How pain affects behaviour
If you’re in pain, especially chronic pain such as tooth ache, ear ache, or joint pain then there is a good chance you will have been grouchy.
Dogs are just the same. If they are in pain they are more likely to display unwanted behaviours.
But more than that they are also much more likely to learn negative associations. If they are having an interaction and that triggers off their pain, they will learn that that interaction = pain. This can cause a negative association with whatever they were interacting with. Usually other dogs, kids and new people.
But my dog doesn’t look sore!
It’s one of the most common feedback we get when we suggest pain may be influencing behaviour. But chronic pain can be really difficult to spot. Even for vets!
Canine Arthritis Management (CAM) have some great resources for learning more about pain, and monitoring your dog.
Arthritis isn’t just for old dogs. Up to 35% of dogs have been shown to have arthritis before the age of one year! And at least 80% of dogs over the age of 8.

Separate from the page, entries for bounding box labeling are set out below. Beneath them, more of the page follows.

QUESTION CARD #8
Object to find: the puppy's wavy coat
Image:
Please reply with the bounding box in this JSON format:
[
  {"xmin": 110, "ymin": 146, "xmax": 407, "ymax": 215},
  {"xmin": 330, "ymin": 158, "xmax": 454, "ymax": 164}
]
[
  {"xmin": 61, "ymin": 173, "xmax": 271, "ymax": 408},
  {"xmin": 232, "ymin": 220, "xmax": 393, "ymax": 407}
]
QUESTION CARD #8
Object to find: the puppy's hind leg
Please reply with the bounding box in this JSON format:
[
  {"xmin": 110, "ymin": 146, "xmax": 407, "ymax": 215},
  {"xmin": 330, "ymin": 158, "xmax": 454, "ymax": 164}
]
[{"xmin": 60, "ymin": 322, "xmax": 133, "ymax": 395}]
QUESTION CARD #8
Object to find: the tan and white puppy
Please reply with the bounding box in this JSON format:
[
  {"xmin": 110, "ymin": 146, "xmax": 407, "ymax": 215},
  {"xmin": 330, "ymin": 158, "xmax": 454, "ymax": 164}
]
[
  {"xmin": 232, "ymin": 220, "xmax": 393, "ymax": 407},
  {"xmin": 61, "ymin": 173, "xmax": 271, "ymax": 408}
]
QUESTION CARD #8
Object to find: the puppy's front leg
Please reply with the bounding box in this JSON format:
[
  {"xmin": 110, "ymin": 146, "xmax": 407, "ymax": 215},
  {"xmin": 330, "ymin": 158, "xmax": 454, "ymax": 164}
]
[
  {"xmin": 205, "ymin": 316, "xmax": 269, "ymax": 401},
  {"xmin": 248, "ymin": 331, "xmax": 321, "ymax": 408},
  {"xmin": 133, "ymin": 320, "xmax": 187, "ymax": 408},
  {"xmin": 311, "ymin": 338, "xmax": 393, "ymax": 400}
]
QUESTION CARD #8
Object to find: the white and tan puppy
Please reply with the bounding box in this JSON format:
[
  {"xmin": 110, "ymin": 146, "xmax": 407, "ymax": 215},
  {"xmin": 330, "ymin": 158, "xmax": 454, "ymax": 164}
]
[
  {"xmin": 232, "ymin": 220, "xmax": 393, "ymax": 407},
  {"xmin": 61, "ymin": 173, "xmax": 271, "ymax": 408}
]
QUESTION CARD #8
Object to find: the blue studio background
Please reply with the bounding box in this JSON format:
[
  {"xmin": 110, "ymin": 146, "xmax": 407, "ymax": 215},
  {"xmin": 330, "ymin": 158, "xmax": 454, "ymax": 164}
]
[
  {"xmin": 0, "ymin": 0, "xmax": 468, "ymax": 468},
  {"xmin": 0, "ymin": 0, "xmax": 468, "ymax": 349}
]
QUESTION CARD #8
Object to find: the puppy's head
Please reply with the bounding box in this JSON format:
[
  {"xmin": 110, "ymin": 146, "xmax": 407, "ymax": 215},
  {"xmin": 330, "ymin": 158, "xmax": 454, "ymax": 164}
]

Dogs are suffering in silence and only showing us by changing their behaviour.
Chronic long term pain is completely different to the acute, sudden pain such as if you stand on your dog’s foot and they yelp! That’s like comparing how you react you stubbing your toe and ongoing arthritis. We yelp and cry with sudden onset pain. With ongoing pain we grumble but have to get on with our lives. Dogs are just the same, so they often don’t look obviously sore or in pain.
What can I do?
Check out CAM and get some recordings of your dog. If you have any suspicions that your dog is in pain talk to your vet.
If there is pain present then no amount of behavioural modification will change their behaviour unless you remove the pain.
Even once the pain is managed most dogs need some help to unlearn all the negative associations formed when they were in pain.
It’s really common to feel guilty, or deny that your dog could be in pain. It is so easy to miss it really isn’t anyone’s fault, but pretending it isn’t happening doesn’t help your dog or help to change their behaviour.
So any time you see more unwanted behaviour from your dog just question – could they be hurting?